Áudio falso que circula nas redes diz que vacina da gripe não protege contra a doença

A Campanha Nacional de Vacinação contra a Gripe teve início em 23 de abril – Agência Brasil

Circula no WhatsApp um áudio que alerta sobre mortes causadas pelo vírus “H2N3”, uma variação do influenza A H1N1, que causaria a morte rapidamente de quem fosse infectado. A mensagem informa ainda que a vacina da gripe não oferece proteção contra essa doença e que em Goiás, além de mortes registradas, mais de 70 casos estariam sendo apurados. O áudio costuma ser compartilhado com a informação de que um casal morreu em Rio Claro, no interior de São Paulo, infectado por essa mutação do vírus.

O vírus “H2N3” não existe. Segundo levantamento da Organização Mundial da Saúde, na verdade, em 2017 a circulação do vírus influenza A H3N2 foi predominante no país. Além disso, o casal que faleceu em Rio Claro, segundo a Secretaria Municipal de Saúde, foi infectado pelo H1N1. O resultado foi obtido por exames feitos pelo Instituto Adolfo Lutz.

A inexistência da circulação do H2N3 foi confirmada pelo Ministério da Saúde. Os vírus de influenza que atualmente circulam no Brasil são o influenza A/H1N1pdm09, A/H3N2 e influenza B.

Segundo o infectologista Alberto Chebabo, do Hospital Universitário Clementino Fraga Filho, da UFRJ, a nomenclatura é uma invenção que apenas faz surgir pânico entre as pessoas.

— O vírus que existe é o H3N2. Certamente esse boato tem alguma relação com o surto de gripe que ocorreu nos Estados Unidos recentemente. Por lá, a vacina, que é modificada anualmente, não previu a mutação do vírus, e várias pessoas acabaram infectadas. Aqui no Brasil, porém, a vacina disponível já contempla a proteção para essa mutação.

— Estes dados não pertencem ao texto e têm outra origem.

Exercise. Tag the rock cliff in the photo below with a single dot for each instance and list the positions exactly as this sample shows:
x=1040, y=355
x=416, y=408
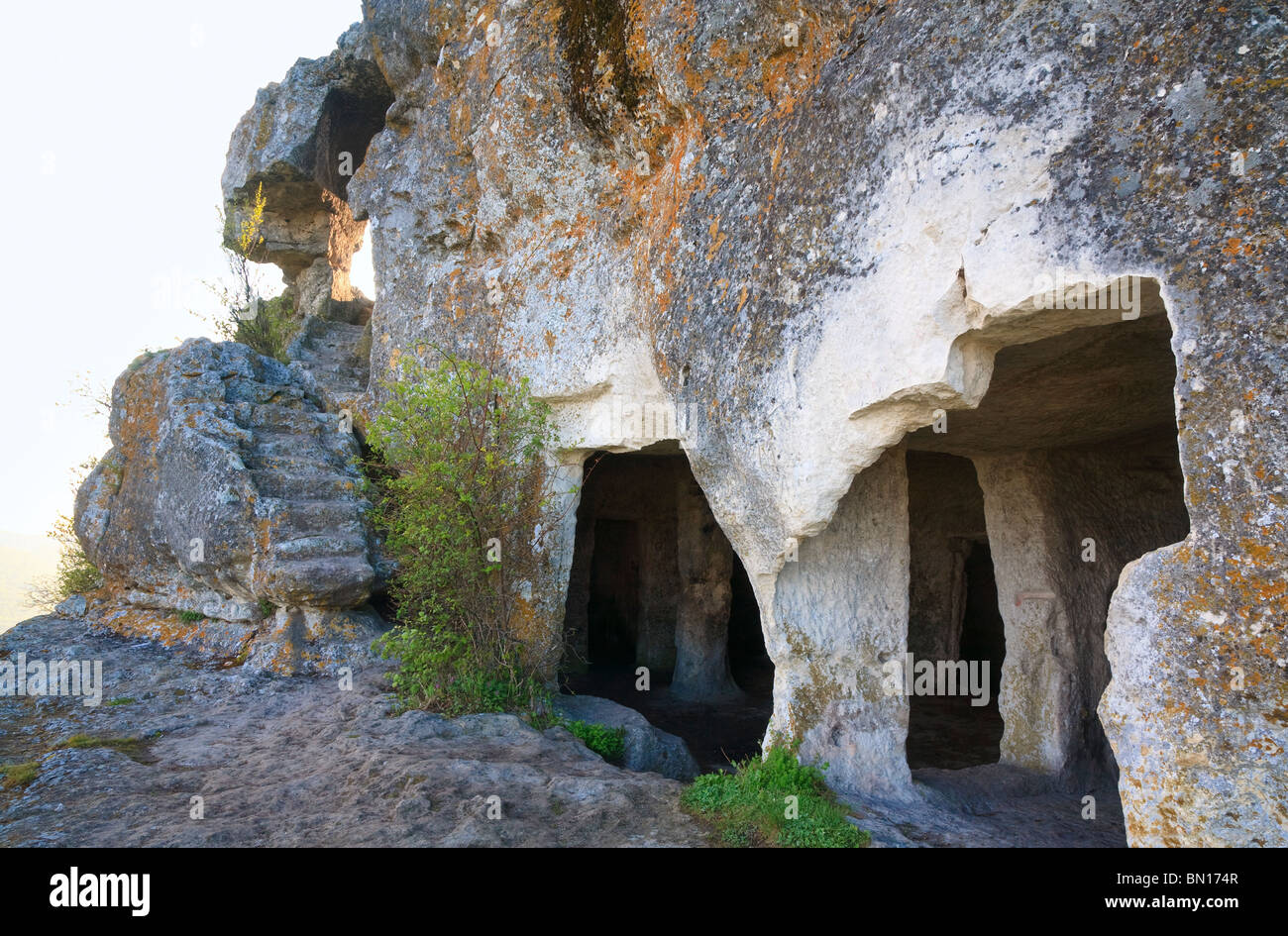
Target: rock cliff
x=803, y=246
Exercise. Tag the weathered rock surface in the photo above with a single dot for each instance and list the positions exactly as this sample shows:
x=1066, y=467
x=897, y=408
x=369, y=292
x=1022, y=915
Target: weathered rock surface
x=297, y=763
x=297, y=147
x=648, y=748
x=803, y=252
x=228, y=489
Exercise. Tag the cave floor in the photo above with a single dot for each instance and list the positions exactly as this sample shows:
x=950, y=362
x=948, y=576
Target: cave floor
x=717, y=734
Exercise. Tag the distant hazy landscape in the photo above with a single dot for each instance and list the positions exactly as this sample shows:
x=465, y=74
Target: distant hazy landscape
x=24, y=558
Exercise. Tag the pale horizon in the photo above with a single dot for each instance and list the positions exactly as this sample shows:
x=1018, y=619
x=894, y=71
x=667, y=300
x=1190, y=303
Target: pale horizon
x=115, y=206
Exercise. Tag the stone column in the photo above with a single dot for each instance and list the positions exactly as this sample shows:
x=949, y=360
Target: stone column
x=840, y=614
x=704, y=561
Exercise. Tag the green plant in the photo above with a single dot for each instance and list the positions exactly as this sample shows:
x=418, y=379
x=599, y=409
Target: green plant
x=134, y=748
x=462, y=492
x=75, y=574
x=773, y=801
x=606, y=742
x=16, y=776
x=266, y=325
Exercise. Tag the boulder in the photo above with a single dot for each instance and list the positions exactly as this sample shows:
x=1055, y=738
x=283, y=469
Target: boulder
x=648, y=748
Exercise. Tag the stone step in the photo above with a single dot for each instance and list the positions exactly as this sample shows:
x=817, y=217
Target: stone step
x=287, y=420
x=317, y=514
x=284, y=485
x=330, y=544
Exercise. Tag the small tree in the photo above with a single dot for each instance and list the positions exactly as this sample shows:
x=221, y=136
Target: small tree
x=467, y=510
x=75, y=573
x=263, y=325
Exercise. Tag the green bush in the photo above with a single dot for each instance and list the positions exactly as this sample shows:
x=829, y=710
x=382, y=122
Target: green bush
x=266, y=327
x=263, y=325
x=462, y=494
x=75, y=574
x=606, y=742
x=751, y=806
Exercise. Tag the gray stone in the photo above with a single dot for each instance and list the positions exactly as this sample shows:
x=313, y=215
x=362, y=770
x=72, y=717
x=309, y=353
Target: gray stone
x=72, y=606
x=827, y=248
x=227, y=486
x=648, y=748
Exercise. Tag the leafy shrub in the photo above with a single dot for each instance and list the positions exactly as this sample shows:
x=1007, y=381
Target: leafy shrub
x=266, y=327
x=751, y=806
x=75, y=574
x=462, y=493
x=606, y=742
x=263, y=325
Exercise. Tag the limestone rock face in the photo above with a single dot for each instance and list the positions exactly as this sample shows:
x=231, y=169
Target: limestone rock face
x=227, y=485
x=798, y=254
x=299, y=146
x=648, y=748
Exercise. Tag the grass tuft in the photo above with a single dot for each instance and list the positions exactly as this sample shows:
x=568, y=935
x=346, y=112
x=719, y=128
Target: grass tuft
x=754, y=806
x=18, y=776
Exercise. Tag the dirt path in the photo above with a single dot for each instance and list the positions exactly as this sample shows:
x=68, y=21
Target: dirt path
x=297, y=761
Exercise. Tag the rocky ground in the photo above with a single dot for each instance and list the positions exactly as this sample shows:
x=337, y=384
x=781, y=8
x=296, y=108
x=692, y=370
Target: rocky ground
x=299, y=761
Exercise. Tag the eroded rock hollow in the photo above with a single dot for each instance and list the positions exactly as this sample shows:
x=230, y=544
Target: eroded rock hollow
x=941, y=304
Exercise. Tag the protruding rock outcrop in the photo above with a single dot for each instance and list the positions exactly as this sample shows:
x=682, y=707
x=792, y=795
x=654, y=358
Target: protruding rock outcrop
x=798, y=243
x=228, y=492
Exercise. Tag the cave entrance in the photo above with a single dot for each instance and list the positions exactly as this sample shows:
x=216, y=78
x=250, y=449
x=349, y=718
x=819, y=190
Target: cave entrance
x=953, y=615
x=655, y=583
x=1067, y=471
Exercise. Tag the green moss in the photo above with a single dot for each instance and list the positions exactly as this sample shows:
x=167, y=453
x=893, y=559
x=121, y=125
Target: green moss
x=134, y=748
x=776, y=802
x=18, y=776
x=606, y=742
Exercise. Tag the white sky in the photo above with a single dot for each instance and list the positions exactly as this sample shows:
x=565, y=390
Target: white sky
x=116, y=121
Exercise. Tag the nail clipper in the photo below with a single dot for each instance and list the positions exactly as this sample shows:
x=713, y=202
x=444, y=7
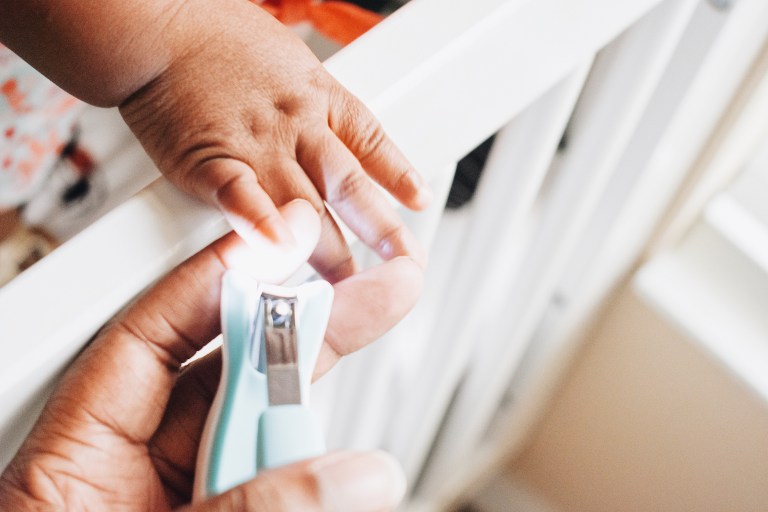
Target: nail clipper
x=260, y=417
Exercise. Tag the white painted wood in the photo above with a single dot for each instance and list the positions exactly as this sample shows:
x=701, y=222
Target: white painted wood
x=619, y=89
x=715, y=54
x=511, y=181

Os principais sintomas da gripe H3N2 são febre alta, coriza, dores no corpo e tosse seca. O quadro pode ser agressivo em idosos, crianças e pessoas com doenças crônicas. A vacinação é uma das principais defesas contra o vírus. A previsão é de que a campanha nacional de vacinação comece na segunda quinzena de abril.